Thomas Kwa 28 Aug 2022 3:12 UTC
4 points
0
Somewhat related to this post and this post:
Coherence implies mutual information between actions. That is, to be coherent, your actions can’t be independent. This is true under several different definitions of coherence, and can be seen in the following circumstances:
- When trading between resources (uncertainty over utility function). If you trade 3 apples for 2 bananas, this is information that you won’t trade 3 bananas for 2 apples, if there’s some prior distribution over your utility function.
- When taking multiple actions from the same utility function (uncertainty over utility function). Your actions will all have to act like a phased array pushing the variables you care about in some direction.

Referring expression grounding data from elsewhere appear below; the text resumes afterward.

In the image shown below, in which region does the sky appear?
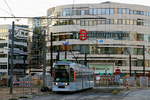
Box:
[0,0,150,24]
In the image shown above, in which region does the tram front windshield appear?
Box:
[54,65,69,82]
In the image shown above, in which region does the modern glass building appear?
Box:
[0,24,28,77]
[46,2,150,75]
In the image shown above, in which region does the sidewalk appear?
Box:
[0,87,42,100]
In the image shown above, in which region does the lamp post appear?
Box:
[50,32,53,76]
[84,53,87,66]
[42,29,46,87]
[129,53,132,76]
[127,48,132,76]
[143,45,145,76]
[9,21,15,94]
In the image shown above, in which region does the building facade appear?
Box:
[0,24,28,77]
[47,2,150,75]
[27,17,47,74]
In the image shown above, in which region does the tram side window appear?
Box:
[70,68,74,81]
[76,72,82,82]
[90,73,94,81]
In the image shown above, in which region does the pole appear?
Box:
[50,32,53,76]
[84,53,87,66]
[65,49,67,59]
[143,45,145,76]
[57,49,60,61]
[43,30,46,87]
[10,21,15,94]
[129,53,132,76]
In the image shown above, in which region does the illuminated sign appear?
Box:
[79,29,88,40]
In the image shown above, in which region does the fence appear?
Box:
[0,74,53,97]
[94,74,150,88]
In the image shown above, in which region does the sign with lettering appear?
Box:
[79,29,88,40]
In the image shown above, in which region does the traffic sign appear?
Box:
[98,40,104,43]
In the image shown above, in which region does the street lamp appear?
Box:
[9,21,15,94]
[143,45,145,76]
[126,48,132,76]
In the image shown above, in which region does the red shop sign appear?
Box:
[79,29,88,40]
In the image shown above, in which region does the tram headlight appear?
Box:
[54,82,58,85]
[64,82,69,86]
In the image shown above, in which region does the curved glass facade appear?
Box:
[47,2,150,74]
[59,8,150,17]
[53,19,150,27]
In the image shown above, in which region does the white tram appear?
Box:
[52,61,94,92]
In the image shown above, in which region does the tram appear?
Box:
[52,61,94,92]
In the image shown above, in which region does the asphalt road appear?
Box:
[23,89,124,100]
[20,88,150,100]
[123,89,150,100]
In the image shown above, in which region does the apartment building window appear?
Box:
[118,8,123,14]
[109,8,114,15]
[117,19,123,24]
[0,43,7,48]
[129,10,133,14]
[98,9,102,15]
[54,18,150,27]
[0,65,7,69]
[148,36,150,42]
[94,8,98,15]
[137,19,144,25]
[105,8,110,15]
[84,10,89,15]
[63,8,71,16]
[61,7,150,17]
[81,10,85,15]
[136,60,143,66]
[76,10,81,15]
[136,34,144,41]
[80,20,85,26]
[125,8,130,14]
[101,8,106,15]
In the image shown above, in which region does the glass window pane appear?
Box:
[118,8,123,14]
[126,20,130,24]
[105,8,110,15]
[101,8,106,15]
[110,8,114,15]
[114,19,118,24]
[76,10,81,15]
[81,10,85,15]
[89,9,93,15]
[129,20,134,25]
[98,9,102,15]
[85,10,89,15]
[129,10,133,14]
[94,8,98,15]
[80,20,85,26]
[118,19,122,24]
[126,8,130,14]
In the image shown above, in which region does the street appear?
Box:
[123,89,150,100]
[20,88,150,100]
[22,88,124,100]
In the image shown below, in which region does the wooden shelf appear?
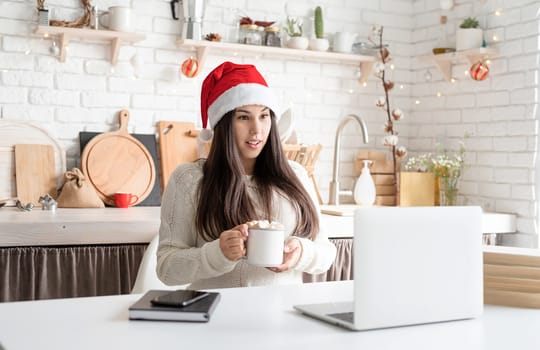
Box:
[418,47,498,81]
[176,39,376,83]
[34,26,145,65]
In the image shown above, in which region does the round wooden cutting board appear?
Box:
[81,109,156,206]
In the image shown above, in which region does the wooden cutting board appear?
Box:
[15,144,57,206]
[79,131,162,206]
[157,121,199,191]
[81,109,156,207]
[0,121,66,206]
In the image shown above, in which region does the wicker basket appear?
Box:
[283,144,323,204]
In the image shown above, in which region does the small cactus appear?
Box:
[460,17,479,29]
[285,16,303,37]
[314,6,324,39]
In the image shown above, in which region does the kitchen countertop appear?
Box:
[0,206,517,247]
[0,207,161,247]
[319,205,517,235]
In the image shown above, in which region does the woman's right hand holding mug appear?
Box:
[219,224,248,261]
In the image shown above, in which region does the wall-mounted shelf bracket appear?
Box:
[34,25,145,64]
[418,47,498,81]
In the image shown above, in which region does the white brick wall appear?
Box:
[412,0,540,247]
[0,0,538,247]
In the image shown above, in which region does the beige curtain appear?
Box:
[0,244,146,302]
[304,238,353,283]
[1,239,352,302]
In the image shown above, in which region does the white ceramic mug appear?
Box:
[246,228,284,267]
[333,32,356,53]
[99,6,134,32]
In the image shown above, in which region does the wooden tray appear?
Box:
[81,110,156,207]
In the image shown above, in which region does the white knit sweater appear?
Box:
[156,159,337,290]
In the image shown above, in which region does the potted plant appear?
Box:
[401,154,437,206]
[308,6,329,51]
[284,16,308,50]
[456,17,483,51]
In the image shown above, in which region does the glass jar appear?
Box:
[438,176,459,206]
[239,24,262,45]
[264,26,281,47]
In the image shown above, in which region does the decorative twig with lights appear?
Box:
[369,25,407,205]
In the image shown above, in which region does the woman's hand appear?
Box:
[219,224,249,261]
[269,238,303,273]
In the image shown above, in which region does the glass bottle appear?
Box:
[433,16,453,54]
[91,6,99,30]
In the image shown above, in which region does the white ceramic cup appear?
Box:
[246,228,284,267]
[333,32,356,53]
[99,6,134,32]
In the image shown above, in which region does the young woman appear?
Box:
[157,61,336,289]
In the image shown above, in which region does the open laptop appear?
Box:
[294,206,483,331]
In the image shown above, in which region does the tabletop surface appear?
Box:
[0,280,539,350]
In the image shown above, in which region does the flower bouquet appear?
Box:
[404,140,466,206]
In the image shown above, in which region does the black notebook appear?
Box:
[129,290,221,322]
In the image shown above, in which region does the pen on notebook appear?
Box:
[181,292,210,307]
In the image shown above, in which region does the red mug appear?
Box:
[114,192,139,208]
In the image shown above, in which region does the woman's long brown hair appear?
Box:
[195,110,319,242]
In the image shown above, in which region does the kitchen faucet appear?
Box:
[328,114,369,205]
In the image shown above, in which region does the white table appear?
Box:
[0,281,539,350]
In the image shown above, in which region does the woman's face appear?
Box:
[232,104,272,174]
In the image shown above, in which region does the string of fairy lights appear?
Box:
[356,0,505,106]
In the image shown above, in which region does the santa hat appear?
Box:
[200,61,280,131]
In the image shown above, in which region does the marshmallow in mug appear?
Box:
[247,220,284,230]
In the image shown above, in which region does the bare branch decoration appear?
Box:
[369,25,407,205]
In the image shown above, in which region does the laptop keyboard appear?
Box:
[328,312,354,323]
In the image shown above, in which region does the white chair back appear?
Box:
[131,235,186,294]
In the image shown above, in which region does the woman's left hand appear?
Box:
[268,238,302,273]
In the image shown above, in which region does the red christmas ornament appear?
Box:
[181,57,200,78]
[469,61,489,81]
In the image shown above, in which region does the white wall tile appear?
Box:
[2,70,53,88]
[81,91,129,107]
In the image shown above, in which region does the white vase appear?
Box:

- When taking multiple actions based on the same observation (uncertainty over observation / world-state). Suppose that you’re trying to juggle, and your vision is either reversed or not reversed. The actions of your left arm and right arm will have mutual information, because they both depend on whether your vision has been reversed in related ways.
This would be a full post, but I don’t think it’s important enough to write up.
What links here?
- Vladimir_Nesov's comment on Simulators by janus (2 Sep 2022 23:13 UTC; 9 points)
- Vladimir_Nesov's comment on Simulacra are Things by janus (9 Jan 2023 0:11 UTC; 4 points)
- Vladimir_Nesov 28 Aug 2022 11:17 UTC
  2 points
  0
  Parent
  
  Your actions will all have to act like a phased array pushing the variables you care about in some direction.
  
  The nice thing is that this should work even if you are a policy selected by a decision making algorithm, but you are not yourself a decision making algorithm anymore. There is no preference in any of the possible runs of the policy at that point, you don’t care about anything now, you only know what you must do here, and not elsewhere. But if all possible runs of the policy are considered altogether (in the updateless sense of maps from epistemic situations to action and future policy), the preference is there, in the shape of the whole thing across all epistemic counterfactuals. (Basically you reassemble a function from pairs (from, to) of things it maps, found in individual situations.)
  
  I guess the at-a-distance part could make use of composition of an agent with some of its outer shells into a behavior that forgets internal interactions (within the agent, and between the agent and its proximate environment). The resulting “large agent” will still have basically the same preference, with respect to distant targets in environment, without a need to look inside the small agent’s head, if the large agent’s external actions in a sufficient range of epistemic situations can be modeled. (These large agents exist in each inidividual possible situation, they are larger than the small agent within the situation, and they can be compared with other variants of the large agent from different possible situations.)
  
  Not clear what to do with dependence on the epistemic situation of the small agent. It wants to reduce to dependence on a situation in terms of the large agent, but that doesn’t seem to work. Possibly this needs something like the telephone theorem, with any relevant-in-some-sense dependence of behavior (of the large agent) on something becoming dependence of behavior on natural external observations (of the large agent) and not on internal noise (or epistemic state of the small agent).